Generally, the energy release rate $G$ is defined as the variation rate of the total energy with respect to the crack length, which propagates along $x_1$ direction, namely, the expression in Eq. 30. It is worth noting that the energy release rate can be denoted as the J-integral in the I-TDM coupling system, i.e.,

$J=G=\frac{d\mathrm{\Pi }}{da}.(31)$

Furthermore, according to the Green’s function, the surface integral in Eq. 30 can be transformed into a line integral. After arrangements, the J-integral and the energy release rate $G$ can be expressed as

$J=G={\int }_{\mathrm{\Gamma }}\left({\upsilon }_e-p_{0}F\right)d{x}_2-{\int }_{\mathrm{\Gamma }}\left[{\sigma }_{ij}-\left(\eta \frac{{\lambda }_{k,k}}{{\alpha }_{ij}}+\gamma \frac{D_{k,k}}{{\beta }_{ij}}\right)\tau \right]n_j{u}_{i,1}\mathit{d}S.(32)$

It is observed in Eq. 32 that the energy release rate near the crack tip is equivalent to the difference between the energy stored in the integral path and the energy dissipated through the integral path, that is, the surface energy required for forming new cracks. Within the closed integral contour near the crack tip, the energy released by fission has been dissipated for the thermal flow, the fission product diffusion, the irreversible strain, and the crack growth. As the driving force for crack growth, the energy release rate at the crack tip is a non-equilibrium characterization of total energy in the I-TDM coupling system. For structural materials, the fission energy density$p_{0}F$ is zero in Eq. 32, and there are only alternations of temperature and concentration of fission products. Furthermore, a fracture criterion can be proposed for the I-TDM coupling system. Under irradiation, the crack initiation occurs when the energy release rate overcomes the fracture toughness of materials$G_C$, i.e., $G\ge G_C$, where $G_C$ is a material constant measured by experiments.

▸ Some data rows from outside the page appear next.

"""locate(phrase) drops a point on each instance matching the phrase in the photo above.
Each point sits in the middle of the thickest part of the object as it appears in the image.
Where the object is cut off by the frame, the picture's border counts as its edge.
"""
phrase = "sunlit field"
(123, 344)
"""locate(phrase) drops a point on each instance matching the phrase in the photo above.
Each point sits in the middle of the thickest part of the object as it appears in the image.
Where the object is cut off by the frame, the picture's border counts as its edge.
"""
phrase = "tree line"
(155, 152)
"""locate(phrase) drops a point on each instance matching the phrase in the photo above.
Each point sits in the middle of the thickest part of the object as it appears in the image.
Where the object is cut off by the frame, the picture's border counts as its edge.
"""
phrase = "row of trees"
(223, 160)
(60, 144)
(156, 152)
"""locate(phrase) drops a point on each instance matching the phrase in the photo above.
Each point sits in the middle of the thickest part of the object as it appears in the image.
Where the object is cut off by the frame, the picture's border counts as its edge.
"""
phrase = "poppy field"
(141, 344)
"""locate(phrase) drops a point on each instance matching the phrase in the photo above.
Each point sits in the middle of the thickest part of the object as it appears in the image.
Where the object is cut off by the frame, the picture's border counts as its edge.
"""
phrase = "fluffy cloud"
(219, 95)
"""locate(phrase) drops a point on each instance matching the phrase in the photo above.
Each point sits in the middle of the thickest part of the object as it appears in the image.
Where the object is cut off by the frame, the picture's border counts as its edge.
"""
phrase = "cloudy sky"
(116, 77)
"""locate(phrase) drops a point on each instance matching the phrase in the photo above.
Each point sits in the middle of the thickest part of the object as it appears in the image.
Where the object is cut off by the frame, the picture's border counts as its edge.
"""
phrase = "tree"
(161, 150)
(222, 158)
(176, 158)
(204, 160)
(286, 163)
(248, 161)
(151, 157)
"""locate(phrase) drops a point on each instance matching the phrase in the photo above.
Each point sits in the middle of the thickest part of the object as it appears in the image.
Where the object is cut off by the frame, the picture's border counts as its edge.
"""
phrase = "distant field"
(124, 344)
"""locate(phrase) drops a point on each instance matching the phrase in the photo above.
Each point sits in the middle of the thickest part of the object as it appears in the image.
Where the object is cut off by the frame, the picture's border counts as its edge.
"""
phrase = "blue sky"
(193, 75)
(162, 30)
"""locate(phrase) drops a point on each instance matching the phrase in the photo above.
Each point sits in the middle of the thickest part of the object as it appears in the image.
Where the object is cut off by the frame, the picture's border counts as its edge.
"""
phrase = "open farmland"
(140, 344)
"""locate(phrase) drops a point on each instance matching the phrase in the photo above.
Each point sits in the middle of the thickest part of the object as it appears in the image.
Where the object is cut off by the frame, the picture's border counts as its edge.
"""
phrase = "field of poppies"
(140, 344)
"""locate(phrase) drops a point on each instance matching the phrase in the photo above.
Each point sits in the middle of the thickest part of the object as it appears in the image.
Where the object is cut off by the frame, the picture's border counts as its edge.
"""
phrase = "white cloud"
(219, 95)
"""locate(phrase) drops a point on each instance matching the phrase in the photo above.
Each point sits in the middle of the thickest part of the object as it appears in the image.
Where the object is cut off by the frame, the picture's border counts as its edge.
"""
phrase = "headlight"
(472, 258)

Under irradiation, the energy release rate synthetically characterizes variations in the fission energy, the strain energy, the heat flow, and the diffusion of fission products near the crack tip. Also, the initiation of crack propagation can be predicted according to the proposed criterion. As the energy criterion for crack growth, the presented model can be utilized to assess structural integrity and evaluate the strength of irradiated materials. Actually, by ignoring variables associated with the fission reaction, including the fission energy$p_{0}F$, the entropy displacement ${\lambda }_i$, and the diffusion potential displacement$D_i$, Eq. 32 can be simplified as the classical expression of J-integral, i.e., $J={\int }_{\Gamma }{\upsilon }_{e}d{x}_2-{\int }_{\Gamma }{\sigma }_{ij}{n}_j{u}_{i,1}dS$.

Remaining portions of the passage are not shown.